Solving Exponential Equations: 4^(x^2-3x+2)+4^(x^2-6x-5)=4^(2x^2+3x+7)+1
Introduction
Exponential equations can be challenging to solve, especially when they involve multiple terms with different exponents. In this article, we will explore the solution to the equation 4^(x^2-3x+2)+4^(x^2-6x-5)=4^(2x^2+3x+7)+1.

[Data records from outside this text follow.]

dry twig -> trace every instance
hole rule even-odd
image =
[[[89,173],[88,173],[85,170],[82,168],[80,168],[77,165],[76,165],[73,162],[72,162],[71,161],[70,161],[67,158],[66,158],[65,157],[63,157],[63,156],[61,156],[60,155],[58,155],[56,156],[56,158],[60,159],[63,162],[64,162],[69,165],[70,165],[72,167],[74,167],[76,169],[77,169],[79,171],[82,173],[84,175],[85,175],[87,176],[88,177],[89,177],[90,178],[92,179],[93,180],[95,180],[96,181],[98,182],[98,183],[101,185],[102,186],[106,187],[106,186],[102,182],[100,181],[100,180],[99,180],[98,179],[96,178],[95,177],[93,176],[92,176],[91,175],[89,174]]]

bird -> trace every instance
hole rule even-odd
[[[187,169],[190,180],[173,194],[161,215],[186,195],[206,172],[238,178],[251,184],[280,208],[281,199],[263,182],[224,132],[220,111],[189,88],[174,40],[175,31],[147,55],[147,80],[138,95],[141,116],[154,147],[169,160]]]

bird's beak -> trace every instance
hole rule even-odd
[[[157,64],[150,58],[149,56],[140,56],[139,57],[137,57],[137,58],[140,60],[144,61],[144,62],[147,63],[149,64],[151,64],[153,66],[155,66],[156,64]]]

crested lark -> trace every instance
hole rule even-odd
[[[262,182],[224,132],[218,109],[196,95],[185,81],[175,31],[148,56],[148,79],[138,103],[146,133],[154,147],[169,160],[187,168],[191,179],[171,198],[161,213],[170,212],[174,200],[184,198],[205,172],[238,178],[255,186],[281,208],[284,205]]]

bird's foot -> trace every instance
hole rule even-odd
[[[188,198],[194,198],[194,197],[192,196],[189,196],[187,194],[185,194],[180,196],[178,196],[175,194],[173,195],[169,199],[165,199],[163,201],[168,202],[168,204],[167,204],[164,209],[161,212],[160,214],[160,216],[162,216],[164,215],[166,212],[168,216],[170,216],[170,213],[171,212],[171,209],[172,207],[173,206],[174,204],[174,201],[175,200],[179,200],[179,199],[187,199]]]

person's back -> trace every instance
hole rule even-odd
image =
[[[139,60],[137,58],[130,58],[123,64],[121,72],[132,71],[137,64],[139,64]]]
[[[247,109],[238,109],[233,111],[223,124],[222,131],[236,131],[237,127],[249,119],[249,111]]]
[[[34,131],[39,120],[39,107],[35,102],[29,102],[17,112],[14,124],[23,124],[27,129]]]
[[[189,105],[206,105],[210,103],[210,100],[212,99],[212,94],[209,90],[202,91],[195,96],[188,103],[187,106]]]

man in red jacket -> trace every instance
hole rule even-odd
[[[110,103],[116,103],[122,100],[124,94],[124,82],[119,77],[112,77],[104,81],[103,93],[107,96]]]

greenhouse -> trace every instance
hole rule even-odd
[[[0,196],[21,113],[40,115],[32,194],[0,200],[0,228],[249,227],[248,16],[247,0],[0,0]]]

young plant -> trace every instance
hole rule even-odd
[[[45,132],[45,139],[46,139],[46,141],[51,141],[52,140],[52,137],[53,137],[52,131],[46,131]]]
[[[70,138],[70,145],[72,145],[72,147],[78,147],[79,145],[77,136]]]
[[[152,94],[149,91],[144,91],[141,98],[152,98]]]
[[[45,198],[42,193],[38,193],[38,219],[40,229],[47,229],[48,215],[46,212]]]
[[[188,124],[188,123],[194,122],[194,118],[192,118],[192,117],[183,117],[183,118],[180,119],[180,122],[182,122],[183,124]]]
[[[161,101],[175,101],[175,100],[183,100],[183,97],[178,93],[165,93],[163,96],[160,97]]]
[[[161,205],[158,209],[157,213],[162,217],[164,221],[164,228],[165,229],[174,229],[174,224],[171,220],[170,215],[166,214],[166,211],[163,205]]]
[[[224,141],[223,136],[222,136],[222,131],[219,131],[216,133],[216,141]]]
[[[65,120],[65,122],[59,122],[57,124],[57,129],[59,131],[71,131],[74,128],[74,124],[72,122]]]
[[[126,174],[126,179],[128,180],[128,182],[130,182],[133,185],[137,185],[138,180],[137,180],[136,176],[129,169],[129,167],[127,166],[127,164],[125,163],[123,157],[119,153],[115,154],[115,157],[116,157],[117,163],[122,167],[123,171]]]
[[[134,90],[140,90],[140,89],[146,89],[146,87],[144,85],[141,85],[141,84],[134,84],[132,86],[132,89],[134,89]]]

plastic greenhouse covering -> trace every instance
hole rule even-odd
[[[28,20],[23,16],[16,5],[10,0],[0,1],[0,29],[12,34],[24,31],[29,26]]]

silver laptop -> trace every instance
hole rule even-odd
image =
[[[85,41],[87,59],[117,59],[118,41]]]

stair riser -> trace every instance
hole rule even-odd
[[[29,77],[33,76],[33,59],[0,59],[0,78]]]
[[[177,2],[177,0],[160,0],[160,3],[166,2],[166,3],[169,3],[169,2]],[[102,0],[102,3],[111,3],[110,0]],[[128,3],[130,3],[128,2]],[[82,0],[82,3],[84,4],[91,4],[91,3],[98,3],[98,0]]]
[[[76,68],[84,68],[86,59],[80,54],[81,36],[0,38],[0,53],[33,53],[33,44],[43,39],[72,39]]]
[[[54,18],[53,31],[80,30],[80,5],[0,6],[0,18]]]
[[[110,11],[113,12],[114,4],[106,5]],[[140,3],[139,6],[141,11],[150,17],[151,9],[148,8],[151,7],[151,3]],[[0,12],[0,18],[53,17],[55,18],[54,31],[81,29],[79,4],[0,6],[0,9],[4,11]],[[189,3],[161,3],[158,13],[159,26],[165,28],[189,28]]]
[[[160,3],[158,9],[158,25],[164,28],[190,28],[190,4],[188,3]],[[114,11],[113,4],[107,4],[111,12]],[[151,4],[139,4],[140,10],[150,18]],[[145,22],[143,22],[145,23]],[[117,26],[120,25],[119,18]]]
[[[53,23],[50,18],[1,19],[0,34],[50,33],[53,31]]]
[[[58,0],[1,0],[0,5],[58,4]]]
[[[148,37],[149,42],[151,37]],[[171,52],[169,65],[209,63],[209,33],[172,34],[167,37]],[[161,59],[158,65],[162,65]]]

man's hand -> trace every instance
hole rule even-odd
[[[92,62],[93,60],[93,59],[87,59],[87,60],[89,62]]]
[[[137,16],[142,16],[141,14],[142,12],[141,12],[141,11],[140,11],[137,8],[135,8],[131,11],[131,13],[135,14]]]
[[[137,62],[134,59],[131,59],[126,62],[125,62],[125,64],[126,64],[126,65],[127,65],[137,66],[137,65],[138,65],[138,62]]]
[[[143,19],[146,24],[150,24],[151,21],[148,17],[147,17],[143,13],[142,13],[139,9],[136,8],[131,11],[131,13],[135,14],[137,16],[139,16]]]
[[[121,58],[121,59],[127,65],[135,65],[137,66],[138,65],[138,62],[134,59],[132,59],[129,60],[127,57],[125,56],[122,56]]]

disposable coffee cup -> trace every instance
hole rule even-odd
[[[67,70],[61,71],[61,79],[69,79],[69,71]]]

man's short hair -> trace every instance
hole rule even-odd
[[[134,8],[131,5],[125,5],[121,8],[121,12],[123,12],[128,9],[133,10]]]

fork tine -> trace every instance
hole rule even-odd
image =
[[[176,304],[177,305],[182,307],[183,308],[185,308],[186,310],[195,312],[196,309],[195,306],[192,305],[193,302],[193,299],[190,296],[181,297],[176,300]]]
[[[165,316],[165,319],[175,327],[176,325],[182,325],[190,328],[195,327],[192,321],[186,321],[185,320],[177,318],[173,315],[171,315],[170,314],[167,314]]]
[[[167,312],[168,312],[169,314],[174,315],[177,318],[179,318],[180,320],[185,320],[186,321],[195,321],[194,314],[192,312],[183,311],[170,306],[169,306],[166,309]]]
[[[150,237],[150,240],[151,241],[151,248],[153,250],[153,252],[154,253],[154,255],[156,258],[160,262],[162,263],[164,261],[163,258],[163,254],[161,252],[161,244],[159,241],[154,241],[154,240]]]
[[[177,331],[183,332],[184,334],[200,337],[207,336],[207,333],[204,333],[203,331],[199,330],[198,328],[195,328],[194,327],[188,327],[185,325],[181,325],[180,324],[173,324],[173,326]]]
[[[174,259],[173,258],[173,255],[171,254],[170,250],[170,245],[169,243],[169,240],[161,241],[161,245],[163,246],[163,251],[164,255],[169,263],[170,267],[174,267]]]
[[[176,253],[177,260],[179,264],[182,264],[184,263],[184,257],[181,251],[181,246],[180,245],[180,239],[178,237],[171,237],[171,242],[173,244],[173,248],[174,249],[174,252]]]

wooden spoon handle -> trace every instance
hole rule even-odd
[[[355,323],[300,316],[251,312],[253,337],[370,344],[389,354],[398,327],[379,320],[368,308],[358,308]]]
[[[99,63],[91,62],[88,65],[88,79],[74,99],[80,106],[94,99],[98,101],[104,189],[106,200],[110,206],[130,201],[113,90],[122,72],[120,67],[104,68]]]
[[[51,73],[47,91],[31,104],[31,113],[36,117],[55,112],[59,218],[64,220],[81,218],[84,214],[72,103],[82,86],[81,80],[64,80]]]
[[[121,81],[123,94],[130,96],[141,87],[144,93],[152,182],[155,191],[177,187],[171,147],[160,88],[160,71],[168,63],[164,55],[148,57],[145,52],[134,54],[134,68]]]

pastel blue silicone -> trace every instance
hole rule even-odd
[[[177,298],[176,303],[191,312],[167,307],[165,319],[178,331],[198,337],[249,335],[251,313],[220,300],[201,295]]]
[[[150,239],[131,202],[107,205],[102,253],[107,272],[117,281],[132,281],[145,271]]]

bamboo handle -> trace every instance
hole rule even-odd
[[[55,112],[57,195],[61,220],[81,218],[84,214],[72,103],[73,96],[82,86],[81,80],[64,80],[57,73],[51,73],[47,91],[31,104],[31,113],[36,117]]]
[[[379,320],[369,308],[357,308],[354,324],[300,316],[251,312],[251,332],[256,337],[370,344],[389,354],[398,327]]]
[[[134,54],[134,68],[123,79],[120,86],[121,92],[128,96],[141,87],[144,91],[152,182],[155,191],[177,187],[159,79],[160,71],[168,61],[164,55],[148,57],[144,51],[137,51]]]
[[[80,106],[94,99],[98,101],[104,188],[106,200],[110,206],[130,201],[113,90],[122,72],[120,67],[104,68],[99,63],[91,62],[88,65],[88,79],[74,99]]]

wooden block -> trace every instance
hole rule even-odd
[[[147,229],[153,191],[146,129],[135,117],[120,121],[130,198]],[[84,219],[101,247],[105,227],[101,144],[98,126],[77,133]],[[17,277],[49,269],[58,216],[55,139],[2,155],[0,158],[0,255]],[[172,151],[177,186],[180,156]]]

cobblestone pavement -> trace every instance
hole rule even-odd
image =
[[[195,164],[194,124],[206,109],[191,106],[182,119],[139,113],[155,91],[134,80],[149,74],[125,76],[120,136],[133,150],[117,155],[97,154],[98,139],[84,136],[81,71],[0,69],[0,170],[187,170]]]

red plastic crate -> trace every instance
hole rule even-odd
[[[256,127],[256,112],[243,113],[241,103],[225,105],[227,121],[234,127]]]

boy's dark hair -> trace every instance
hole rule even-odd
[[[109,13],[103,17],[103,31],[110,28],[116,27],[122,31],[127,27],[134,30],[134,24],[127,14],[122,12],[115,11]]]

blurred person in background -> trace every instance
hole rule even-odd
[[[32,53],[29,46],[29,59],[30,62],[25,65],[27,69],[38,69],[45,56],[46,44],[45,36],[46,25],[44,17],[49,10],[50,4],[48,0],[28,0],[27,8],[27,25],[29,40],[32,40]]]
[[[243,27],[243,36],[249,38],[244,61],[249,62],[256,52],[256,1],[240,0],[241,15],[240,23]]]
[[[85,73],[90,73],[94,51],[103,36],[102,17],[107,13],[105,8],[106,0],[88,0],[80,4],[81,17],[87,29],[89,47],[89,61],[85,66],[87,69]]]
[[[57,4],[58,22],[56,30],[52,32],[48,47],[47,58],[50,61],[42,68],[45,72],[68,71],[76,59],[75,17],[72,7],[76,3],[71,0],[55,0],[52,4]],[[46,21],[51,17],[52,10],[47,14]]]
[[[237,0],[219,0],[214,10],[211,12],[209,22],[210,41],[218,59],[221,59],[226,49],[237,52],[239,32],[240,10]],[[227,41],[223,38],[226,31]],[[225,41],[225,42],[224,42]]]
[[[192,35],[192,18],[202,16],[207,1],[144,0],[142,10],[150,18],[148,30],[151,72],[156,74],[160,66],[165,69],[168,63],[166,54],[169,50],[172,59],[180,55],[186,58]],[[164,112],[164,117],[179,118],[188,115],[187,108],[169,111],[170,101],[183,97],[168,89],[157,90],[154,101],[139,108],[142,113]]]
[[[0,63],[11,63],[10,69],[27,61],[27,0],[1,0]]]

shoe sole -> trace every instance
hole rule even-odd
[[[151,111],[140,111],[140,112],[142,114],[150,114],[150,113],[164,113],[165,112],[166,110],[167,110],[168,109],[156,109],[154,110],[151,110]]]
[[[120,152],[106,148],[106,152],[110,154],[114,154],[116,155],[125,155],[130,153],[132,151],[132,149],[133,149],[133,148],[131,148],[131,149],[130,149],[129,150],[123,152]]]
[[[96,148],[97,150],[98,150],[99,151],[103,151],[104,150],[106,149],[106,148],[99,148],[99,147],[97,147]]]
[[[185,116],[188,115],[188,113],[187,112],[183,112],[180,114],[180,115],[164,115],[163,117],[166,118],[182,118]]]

Step 1: Simplify the Equation
Before we can solve the equation, we need to simplify it by combining like terms. Since all the terms have the same base (4), we can start by rewriting the equation as:
4^(x^2-3x+2) + 4^(x^2-6x-5) = 4^(2x^2+3x+7) + 1
Step 2: Use the Exponent Rule
The next step is to use the exponent rule, which states that a^(b+c) = a^b * a^c. Applying this rule to the left-hand side of the equation, we get:
4^(x^2-3x+2) + 4^(x^2-6x-5) = 4^(x^2-3x) * 4^2 + 4^(x^2-6x) * 4^(-5)
Step 3: Simplify Further
Simplifying further, we get:
16 * 4^(x^2-3x) + (1/1024) * 4^(x^2-6x) = 4^(2x^2+3x+7) + 1
Step 4: Equate Exponents
Now, we need to equate the exponents of the two terms on the left-hand side of the equation. This means that:
x^2-3x = x^2-6x
Subtracting x^2 from both sides, we get:
-3x = -6x
Dividing both sides by -3, we get:
x = 2
Step 5: Verify the Solution
Plugging x = 2 into the original equation, we get:
4^(2^2-3(2)+2) + 4^(2^2-6(2)-5) = 4^(2(2)^2+3(2)+7) + 1
Simplifying, we get:
4^1 + 4^(-11) = 4^17 + 1
Simplifying further, we get:
5 = 5
Which is true!
Conclusion
In this article, we successfully solved the exponential equation 4^(x^2-3x+2)+4^(x^2-6x-5)=4^(2x^2+3x+7)+1. By applying the exponent rule and simplifying the equation step-by-step, we were able to find the solution x = 2.